Lo que sentí durante esa espléndida jornada fue la potencia de lo que viene desplegándose, con idas y vueltas, en el país. En este caso, lo que se ponía sobre la mesa de discusión era, tal vez, lo más difícil de explicitar, aquello que desde los orígenes nos acompaña pero que ha sido astutamente relegado y silenciado para impedir, precisamente, que se interpelara a uno de los poderes económicos centrales de nuestra sociedad. Las intervenciones no hablaban sólo de la extranjerización de la tierra (tema no menor y de relevante significación para defender un patrimonio del conjunto de los argentinos en estas épocas de voraces capitales que buscan apropiarse de riquezas no renovables), sino que también, como consecuencia natural, se extendían hacia el avance de los agronegocios concentrados que tienden, en primera instancia, a expulsar a los campesinos lanzándolos a engrosar los cinturones de pobreza de las grandes ciudades y a quebrarles el espinazo a la biodiversidad, a la proliferación de cultivos y a la sustentabilidad, a largo plazo, de la producción agrícola para reemplazarla por fenómenos de monocultivo asociados, la mayoría de ellos, al uso a destajo de agroquímicos.
Por eso el debate atravesó distintas problemáticas que iban desde lo medioambiental a lo demográfico, de la soberanía alimentaria (que en nuestro país la garantiza la pequeña producción familiar) a la expansión inmisericorde de la frontera sojera, arrocera o forestal, de la concentración de la tierra a la necesidad de garantizar el acceso de los campesinos a títulos de propiedad desde siempre ninguneados por las autoridades por lo general cómplices de los grandes terratenientes.
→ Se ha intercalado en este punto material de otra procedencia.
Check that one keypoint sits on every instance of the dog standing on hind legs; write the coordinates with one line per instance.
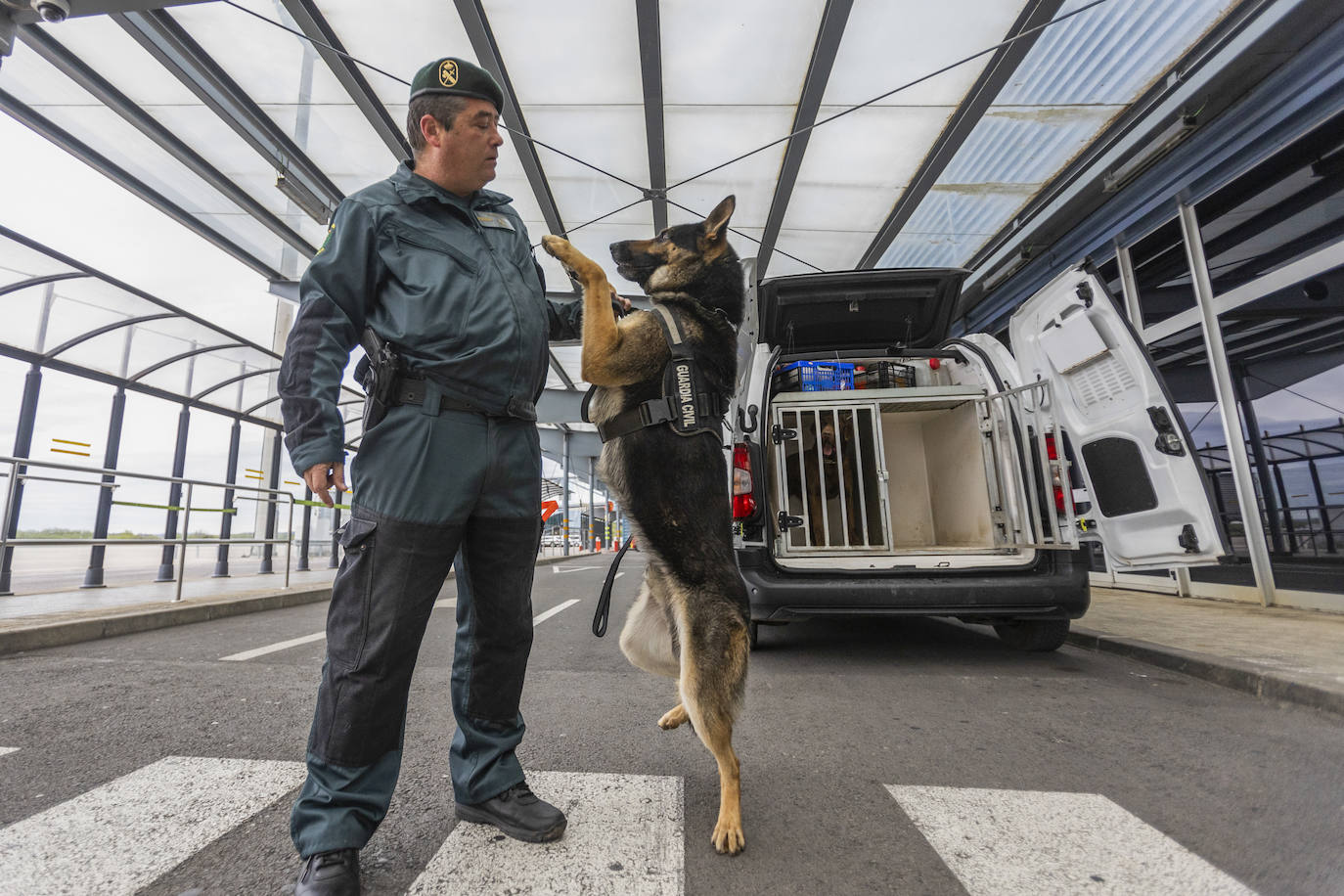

Pero también se habló de tierra y cultura, es decir, de lo que significa sostener la vida de miles de comunidades campesinas que, al ir mermando o literalmente desapareciendo, van dejando detrás de sí tradiciones que se fugan de nuestro presente. Se habló de derechos y se recordó la memoria, antigua y contemporánea, de los luchadores agrarios. Y, claro, lo que sobrevoló el debate fue la certeza de que estamos viviendo un tiempo de apertura y de posibilidades, tiempo atravesado por la reconstrucción de memorias ancestrales, de aquellas que siempre supieron lo que es la injusticia y que hoy se entrelazan con las nuevas demandas de los grandes olvidados, de todos aquellos que han derramado su sudor en los surcos de una patria que busca, de nuevo y con insistencia, ser para todos. El debate por la ley de tierras, así a secas como queriendo expresar todo lo que se guarda en su interior, es un gran paso adelante en el camino de los derechos y de la visibilidad de lo que hasta ahora permanecía invisible.